Signed-off-by: Andre Manoel <amanoel@nvidia.com>
📋 Summary
Reorganize the weekly issue-triage report around recommended actions so each flagged item is decision-ready, and flip four of the five daily audit suites from read-only reports to opening one PR per run for the most important localized fix. The shared procedure (selection, ranking, allowlists, attempted-fixes lifecycle, two-strike escalation, branch/PR conventions) lives in a single
_fix-policy.md; suite recipes declare only their eligible categories.🔗 Related Issue
N/A — extends the agentic-CI work tracked in plan 472. We can link a follow-up tracking issue once one is opened.
🔄 Changes
.agents/recipes/_fix-policy.md— universal localized-fix bar (≤3 files, ≤50 LOC, reversible, self-evident, test-safe, single-concern), per-suite path/command allowlists, finding-hash spec for stable cross-run identification,fix_backlog/attempted_fixesschema, ranking criteria (confidence > severity > impact > recency), draft-PR mode, two-strike escalation, standard fix procedure, directgh pr create --body-filePR-creation pattern..agents/recipes/_phase-audit.mdand.agents/recipes/_phase-fix.md— phase directives prepended to eachclaudeinvocation so each call knows which phase it executes..agents/recipes/issue-triage/recipe.md: action-organized buckets (Close as resolved,Close as duplicate,Needs maintainer decision,Ready for assignment,Stuck PR,Duplicate PRs,Stale, consider closing), per-row Action / Evidence / Rationale columns, healthy items collapsed to count +<details>, multi-comment split with:i/Nmarkers and orphan reconciliation, plus aRepeatedly-failed fix attemptssection that surfaces two-strike findings from the daily suites._fix-policy.md):docs-and-references: broken-link, docstring-drift (signature-driven), arch-ref-rename. Non-draft.structure: missing-future, lazy-import.
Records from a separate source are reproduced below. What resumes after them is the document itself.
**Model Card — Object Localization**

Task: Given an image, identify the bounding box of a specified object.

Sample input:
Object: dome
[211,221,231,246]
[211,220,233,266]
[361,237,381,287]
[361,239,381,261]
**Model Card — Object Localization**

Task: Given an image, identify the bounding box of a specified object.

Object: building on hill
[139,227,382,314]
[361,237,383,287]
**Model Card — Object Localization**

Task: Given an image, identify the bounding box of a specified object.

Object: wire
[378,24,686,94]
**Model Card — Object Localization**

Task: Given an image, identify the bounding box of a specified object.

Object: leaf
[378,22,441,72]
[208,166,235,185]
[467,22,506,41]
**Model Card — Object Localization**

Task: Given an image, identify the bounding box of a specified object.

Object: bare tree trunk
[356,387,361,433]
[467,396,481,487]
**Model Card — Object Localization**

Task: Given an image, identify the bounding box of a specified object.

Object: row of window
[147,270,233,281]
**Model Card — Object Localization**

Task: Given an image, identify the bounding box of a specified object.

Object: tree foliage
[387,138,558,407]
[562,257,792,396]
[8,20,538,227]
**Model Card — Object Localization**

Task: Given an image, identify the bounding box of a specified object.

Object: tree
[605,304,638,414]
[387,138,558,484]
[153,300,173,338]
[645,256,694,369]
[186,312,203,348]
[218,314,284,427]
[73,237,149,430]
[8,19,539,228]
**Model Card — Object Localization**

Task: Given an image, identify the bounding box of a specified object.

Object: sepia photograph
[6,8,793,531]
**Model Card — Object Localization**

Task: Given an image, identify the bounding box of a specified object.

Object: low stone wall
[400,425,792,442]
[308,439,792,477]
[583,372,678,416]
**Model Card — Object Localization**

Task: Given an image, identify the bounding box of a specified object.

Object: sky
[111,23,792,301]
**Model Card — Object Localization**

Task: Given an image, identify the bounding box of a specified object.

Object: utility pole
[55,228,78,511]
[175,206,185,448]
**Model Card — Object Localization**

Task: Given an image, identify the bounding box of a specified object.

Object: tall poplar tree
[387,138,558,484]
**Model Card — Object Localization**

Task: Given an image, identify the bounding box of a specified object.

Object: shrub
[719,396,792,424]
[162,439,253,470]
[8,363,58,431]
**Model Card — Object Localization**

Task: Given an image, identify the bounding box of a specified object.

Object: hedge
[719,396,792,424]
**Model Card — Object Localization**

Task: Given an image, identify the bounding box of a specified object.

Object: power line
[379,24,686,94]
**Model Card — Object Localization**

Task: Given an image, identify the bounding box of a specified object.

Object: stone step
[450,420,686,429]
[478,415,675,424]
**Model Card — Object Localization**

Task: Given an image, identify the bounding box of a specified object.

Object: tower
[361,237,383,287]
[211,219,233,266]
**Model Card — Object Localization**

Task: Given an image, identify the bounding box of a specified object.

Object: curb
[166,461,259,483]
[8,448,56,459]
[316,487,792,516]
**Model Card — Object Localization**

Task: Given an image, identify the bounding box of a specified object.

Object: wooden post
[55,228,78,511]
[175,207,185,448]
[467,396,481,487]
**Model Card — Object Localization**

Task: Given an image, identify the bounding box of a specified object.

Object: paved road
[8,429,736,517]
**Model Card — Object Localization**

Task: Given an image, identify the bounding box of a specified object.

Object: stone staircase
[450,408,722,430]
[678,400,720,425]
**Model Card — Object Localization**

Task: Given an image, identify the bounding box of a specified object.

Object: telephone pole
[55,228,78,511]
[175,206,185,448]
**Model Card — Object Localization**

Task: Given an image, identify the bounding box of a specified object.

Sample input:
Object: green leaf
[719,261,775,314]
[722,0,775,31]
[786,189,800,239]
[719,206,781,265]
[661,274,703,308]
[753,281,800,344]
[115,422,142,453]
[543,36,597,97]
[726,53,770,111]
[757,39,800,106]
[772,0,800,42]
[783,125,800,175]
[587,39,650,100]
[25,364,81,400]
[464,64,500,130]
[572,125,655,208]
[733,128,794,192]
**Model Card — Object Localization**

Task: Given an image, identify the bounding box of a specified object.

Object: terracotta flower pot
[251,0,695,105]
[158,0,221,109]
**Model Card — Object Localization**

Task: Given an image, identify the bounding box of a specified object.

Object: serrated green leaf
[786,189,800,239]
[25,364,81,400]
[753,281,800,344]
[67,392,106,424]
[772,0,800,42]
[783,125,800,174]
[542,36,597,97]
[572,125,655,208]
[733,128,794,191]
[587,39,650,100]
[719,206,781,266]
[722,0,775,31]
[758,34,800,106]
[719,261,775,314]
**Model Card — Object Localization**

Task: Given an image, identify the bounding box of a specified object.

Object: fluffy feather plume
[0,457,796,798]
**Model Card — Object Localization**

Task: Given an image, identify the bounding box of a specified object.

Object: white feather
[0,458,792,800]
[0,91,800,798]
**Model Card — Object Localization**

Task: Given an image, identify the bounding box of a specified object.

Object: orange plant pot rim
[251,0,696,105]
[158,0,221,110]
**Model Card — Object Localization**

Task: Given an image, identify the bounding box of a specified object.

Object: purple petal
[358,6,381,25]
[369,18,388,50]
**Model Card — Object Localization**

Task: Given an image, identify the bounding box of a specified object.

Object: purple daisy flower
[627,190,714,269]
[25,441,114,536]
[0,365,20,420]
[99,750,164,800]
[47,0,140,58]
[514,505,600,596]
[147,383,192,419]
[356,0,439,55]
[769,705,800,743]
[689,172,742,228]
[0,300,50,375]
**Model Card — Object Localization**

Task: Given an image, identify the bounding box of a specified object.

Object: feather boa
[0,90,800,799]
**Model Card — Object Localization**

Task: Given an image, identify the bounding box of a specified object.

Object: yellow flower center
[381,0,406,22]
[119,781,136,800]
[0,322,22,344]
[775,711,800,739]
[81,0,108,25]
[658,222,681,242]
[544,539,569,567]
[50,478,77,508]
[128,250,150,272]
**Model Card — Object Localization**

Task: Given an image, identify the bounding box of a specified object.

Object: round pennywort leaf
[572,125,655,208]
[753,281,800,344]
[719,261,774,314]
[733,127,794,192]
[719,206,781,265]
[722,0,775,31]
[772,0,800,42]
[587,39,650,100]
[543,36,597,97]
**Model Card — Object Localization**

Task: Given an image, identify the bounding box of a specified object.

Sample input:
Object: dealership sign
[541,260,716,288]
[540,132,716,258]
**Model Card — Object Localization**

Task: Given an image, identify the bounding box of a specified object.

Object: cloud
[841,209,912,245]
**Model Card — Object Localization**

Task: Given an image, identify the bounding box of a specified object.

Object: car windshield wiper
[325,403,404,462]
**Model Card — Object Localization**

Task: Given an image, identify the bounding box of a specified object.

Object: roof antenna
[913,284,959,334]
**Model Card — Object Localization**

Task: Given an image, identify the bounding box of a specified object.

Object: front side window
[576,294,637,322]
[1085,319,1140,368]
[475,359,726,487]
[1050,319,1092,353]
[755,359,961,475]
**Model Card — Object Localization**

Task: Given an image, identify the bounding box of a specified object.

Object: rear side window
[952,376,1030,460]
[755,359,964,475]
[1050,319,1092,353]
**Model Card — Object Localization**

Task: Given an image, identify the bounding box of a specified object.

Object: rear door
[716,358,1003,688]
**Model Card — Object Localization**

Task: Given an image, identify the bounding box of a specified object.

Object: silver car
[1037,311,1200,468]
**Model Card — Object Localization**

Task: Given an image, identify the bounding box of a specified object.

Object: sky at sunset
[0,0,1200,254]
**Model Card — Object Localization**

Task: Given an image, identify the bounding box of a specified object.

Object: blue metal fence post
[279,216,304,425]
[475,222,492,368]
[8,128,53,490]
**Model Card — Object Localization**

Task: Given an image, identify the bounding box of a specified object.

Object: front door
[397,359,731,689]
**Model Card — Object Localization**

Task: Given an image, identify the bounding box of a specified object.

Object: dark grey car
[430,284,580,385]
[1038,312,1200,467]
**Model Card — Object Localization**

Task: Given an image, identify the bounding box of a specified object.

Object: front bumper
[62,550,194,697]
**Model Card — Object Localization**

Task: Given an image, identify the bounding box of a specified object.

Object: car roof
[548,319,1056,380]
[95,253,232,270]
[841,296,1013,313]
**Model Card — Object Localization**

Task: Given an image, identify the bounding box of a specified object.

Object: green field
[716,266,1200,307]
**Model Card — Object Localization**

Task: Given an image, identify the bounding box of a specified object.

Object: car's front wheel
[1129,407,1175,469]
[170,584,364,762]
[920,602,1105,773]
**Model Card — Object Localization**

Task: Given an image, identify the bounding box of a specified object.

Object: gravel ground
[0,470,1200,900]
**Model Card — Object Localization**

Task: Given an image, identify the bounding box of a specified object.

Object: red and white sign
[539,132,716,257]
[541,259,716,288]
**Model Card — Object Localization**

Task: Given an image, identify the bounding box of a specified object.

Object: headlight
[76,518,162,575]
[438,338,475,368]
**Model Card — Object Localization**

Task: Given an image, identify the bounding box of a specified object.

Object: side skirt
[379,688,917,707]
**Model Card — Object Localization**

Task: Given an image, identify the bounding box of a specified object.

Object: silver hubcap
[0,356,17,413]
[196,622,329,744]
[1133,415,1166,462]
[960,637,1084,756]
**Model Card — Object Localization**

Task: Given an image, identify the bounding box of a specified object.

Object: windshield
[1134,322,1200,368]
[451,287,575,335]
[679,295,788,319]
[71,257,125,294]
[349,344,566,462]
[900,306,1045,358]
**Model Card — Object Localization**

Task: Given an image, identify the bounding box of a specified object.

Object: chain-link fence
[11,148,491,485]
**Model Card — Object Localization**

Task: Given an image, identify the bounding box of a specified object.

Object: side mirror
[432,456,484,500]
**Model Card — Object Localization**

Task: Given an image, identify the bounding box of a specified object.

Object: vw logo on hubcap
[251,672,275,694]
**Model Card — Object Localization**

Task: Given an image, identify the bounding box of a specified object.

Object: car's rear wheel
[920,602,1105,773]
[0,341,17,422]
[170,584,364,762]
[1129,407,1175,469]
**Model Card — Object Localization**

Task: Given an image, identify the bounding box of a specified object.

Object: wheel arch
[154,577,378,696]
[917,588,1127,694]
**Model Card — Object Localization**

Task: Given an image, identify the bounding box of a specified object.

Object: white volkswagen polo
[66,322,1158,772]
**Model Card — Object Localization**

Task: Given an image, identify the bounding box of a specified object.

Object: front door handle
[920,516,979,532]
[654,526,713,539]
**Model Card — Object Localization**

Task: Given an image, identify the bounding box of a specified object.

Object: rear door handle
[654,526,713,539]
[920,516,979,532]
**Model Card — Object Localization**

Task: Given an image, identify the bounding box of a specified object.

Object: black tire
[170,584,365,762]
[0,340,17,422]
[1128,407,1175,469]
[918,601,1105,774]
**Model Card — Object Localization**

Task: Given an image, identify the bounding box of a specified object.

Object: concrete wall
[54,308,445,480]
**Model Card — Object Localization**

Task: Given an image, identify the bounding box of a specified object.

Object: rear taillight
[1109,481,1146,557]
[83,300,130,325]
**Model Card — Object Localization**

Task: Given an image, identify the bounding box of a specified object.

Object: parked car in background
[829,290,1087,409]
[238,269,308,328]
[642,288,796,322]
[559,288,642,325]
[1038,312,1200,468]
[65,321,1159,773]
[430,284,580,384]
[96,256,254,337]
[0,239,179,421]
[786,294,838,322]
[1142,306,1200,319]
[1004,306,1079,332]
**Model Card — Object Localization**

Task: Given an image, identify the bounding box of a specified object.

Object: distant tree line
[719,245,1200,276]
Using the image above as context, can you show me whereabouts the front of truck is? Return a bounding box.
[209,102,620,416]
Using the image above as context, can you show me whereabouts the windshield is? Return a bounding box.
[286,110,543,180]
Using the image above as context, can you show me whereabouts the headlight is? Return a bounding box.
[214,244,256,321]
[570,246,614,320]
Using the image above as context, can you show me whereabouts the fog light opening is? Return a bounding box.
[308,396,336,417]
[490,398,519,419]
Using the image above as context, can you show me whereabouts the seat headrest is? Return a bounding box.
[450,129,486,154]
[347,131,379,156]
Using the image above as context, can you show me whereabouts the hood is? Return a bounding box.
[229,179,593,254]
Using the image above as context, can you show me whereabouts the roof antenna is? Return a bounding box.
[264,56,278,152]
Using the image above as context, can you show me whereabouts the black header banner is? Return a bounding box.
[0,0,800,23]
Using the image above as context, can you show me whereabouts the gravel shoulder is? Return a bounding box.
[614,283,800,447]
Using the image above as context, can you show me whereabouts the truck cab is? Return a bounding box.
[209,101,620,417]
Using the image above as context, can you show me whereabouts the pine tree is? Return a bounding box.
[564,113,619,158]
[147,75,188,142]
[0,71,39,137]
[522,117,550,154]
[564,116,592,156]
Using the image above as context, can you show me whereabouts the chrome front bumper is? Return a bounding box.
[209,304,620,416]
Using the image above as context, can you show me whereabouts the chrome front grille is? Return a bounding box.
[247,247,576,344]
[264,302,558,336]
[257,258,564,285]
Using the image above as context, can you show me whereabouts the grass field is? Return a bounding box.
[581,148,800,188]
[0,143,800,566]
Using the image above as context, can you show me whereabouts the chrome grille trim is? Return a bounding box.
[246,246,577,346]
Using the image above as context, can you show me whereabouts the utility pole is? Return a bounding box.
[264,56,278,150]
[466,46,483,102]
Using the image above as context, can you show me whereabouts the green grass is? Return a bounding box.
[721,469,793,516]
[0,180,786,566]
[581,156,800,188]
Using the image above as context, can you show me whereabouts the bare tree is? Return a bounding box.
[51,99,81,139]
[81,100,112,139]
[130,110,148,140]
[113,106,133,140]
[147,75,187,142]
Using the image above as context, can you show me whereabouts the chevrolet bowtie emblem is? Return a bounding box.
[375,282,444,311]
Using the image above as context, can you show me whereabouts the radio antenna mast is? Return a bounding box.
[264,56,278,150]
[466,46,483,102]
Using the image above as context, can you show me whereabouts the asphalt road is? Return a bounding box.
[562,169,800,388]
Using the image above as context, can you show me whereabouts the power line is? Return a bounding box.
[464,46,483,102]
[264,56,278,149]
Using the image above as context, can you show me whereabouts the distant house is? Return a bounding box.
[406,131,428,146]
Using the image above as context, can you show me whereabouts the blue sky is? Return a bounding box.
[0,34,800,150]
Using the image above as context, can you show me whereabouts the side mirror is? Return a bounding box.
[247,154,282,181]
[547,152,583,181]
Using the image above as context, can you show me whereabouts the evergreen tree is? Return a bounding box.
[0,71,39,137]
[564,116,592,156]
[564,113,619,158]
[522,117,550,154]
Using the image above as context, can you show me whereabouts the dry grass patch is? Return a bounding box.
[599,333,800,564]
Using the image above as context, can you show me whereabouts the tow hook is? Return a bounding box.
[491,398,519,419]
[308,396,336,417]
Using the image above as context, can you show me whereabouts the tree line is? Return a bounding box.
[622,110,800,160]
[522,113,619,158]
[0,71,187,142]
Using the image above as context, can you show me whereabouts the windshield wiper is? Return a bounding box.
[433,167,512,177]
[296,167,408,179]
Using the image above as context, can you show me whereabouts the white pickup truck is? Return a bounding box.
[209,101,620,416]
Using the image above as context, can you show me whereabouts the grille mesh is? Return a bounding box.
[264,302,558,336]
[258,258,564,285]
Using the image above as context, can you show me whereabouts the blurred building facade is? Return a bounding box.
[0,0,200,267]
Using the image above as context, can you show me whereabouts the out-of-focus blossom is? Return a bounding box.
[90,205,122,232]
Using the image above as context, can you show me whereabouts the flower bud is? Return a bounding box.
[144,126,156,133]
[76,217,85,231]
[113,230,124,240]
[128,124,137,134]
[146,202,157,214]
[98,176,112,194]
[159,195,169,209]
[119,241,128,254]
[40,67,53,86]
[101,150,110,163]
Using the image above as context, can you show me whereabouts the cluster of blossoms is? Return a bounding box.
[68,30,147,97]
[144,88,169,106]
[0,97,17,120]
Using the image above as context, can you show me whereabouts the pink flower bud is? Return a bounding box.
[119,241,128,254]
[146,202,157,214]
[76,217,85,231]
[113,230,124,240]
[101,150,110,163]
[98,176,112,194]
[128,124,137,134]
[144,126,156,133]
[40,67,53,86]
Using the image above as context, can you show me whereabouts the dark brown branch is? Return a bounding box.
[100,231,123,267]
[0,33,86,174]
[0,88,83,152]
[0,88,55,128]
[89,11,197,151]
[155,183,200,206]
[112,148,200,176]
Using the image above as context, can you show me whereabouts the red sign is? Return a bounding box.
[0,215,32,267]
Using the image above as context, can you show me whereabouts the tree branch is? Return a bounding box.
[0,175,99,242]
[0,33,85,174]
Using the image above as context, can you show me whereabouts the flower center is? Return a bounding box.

Non-draft. Dead exports stay report-only.dependencies: transitive-gap, unused. Non-draft.code-quality: bare-except narrowing only. Draft PRs untildraft_until_provenis flipped after two non-draft PRs land clean. TODO-line deletion explicitly forbidden.test-health: explicit "no fix phase, all categories report-only" with a future-candidate note for test-isolation violations..github/workflows/agentic-ci-daily.yml: split the recipe step into twoclaudeinvocations (audit, then conditionally fix), each with the existing--max-turns 50. Fix step gated on audit success ANDmatrix.suite != 'test-health'AND non-emptyfix_backlog. Adds a git-identity step, expands artifact upload to include the fix log + PR body, and reports both phase outcomes in the job summary. No branch auto-deletion._runner.mdupdates: generalized branch prefix beyondchore, documented why CI usesgh pr create --body-fileinstead of/create-pr.🔍 Attention Areas
.agents/recipes/_fix-policy.md— load-bearing contract. Allowlists, ranking, two-strike escalation, and the standard fix procedure all live here. Worth reviewing in full..github/workflows/agentic-ci-daily.yml— the audit/fix split, the backlog gate (fromJSON(steps.backlog.outputs.size || '0') > 0), and thematrix.suite != 'test-health'guard.agentic-ci,agentic-ci/docs-and-references,agentic-ci/structure,agentic-ci/dependencies,agentic-ci/code-quality. The recipes apply these viagh pr edit --add-label; missing labels won't block the PR opening but will surface aghwarning.🧪 Testing
make test— N/A. No Python or other source code changed; the diff is recipes (markdown), workflow YAML, and one new policy doc.python3 -c "import yaml; yaml.safe_load(...)")workflow_dispatchone at a time and read the first 1–2 actual runs before promoting to the next, per the validation section of the plan. Two-strike escalation, allowlist enforcement, and re-attempt blocking are all observable from the runner state and PR list.✅ Checklist
_fix-policy.mditself is the architecture doc for the fix phase.